The company said the massive jump in net income was driven by record refining margin which soared to USD 11 a barrel from USD 7.6 per cent a year ago and forex gains of around USD 25 million.
The Ruias-owned the company, which is focusing on its retail expansion, will have 400 petrol pumps by the turn of 2022, and the first company-owned outlet will come up in Stanlow mid 2018, chief executive S Thangapandian told reporters in a concall from London today.
Currently the company that meets over 16 per cent of the transportation fuel demand of the British market, runs 46 petrol pumps. The upcoming Stanlow fuel pump will have two- three charging points for electric vehicles as well, he said.
He said innovations are made to increase high-value transport fuel throughput.
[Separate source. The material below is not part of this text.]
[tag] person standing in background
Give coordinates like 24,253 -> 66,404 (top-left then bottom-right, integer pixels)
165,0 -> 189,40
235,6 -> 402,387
Jet fuel production has increased to 135-140 kilo tonne a month from 120 kilo tone a month previously.
On the USD 250-million expansion, which will increase the throughput to 75 million barrels from 68 million barrels, will be completed by March, Thangapandian said, adding this will help it cut down on crude processing cost, improve product slate and lead to marginal increase in capacity.
He said the company leased a storage in Rotterdam, together with blending and jetty infrastructure, in order to cater to gasoline export markets directly. Essar has invested over USD 800 million since acquiring Stanlow in July 2011 including USD250 million for the ongoing expansion.
It can be noted that the Ruias had sold its cashcow Essar Oil India that operates a 20 million tone refinery in Vadinar to Russian government run Rosneft for USD 12.9 billion in August.